The reason for the discrepancy observed in the E-test results was still unknown but is probably the result of several factors. The procedure for storing E-test strips may affect the drug concentration, and incubation in a microaerophilic environment may influence the activity of the antibiotic, especially for macrolides [8, 23]. The large bacterial inoculum size was tested by an E-test strip while in ADM, small number of bacteria were inoculated on agar plates containing antibiotics. The difference in bacteria/antibiotics ratio may have resulted in higher growth capabilities of the strain, resulting in a higher measured resistance rate in the E-test than ADM. Indeed, it has previously been demonstrated that inoculum concentration has an impact on the discrepancies observed in microdilution and ADM [30].

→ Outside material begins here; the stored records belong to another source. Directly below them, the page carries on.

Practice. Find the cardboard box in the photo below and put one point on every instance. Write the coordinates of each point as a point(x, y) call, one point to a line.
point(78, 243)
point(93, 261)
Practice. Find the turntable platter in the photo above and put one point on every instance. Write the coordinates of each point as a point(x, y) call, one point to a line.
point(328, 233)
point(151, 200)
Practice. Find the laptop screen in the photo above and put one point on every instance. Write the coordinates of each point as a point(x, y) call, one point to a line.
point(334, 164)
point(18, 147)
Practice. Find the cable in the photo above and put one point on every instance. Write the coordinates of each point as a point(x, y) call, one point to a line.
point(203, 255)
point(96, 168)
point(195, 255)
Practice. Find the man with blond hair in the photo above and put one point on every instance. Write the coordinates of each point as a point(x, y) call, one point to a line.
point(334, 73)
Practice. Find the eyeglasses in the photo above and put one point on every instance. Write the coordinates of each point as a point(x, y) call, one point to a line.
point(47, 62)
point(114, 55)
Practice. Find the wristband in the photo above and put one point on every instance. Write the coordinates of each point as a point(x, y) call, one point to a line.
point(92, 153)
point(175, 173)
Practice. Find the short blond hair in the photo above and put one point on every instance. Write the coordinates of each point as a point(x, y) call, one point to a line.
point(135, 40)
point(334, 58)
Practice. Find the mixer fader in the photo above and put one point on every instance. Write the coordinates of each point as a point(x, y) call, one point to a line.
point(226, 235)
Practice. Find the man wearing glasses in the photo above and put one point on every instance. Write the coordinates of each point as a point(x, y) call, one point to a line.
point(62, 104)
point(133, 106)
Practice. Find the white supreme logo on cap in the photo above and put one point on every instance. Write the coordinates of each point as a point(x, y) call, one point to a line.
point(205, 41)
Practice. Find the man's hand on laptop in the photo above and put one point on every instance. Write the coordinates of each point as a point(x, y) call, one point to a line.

In general, the E-test may overestimate the rates of resistance to antibiotics, but it may be applicable because it showed good agreement with ADM results for levofloxacin, metronidazole, clarithromycin, and tetracycline. However, the disagreement from amoxicillin may require further confirmation.

Limitations

One of the limitation of the present study was that no tests were performed in other laboratory centers to check the reproducibility of the methods. The isolates used in this study were collected in 2015 and stored in − 80 °C. Even though the freeze storage effect on antibiotic sensitivity in H. pylori was varied between the studies [31,32,33], it may explain the discrepancy of MIC found in this study. The zero resistance rate for tetracycline also affected the analysis. The number of study samples met the recommendation of CLSI; however, a greater number may have improved the precision of the comparison. Nevertheless, the findings of this study provide the data that E-test was a simple but reliable diagnostic tool for antibiotic-resistant detection in H. pylori.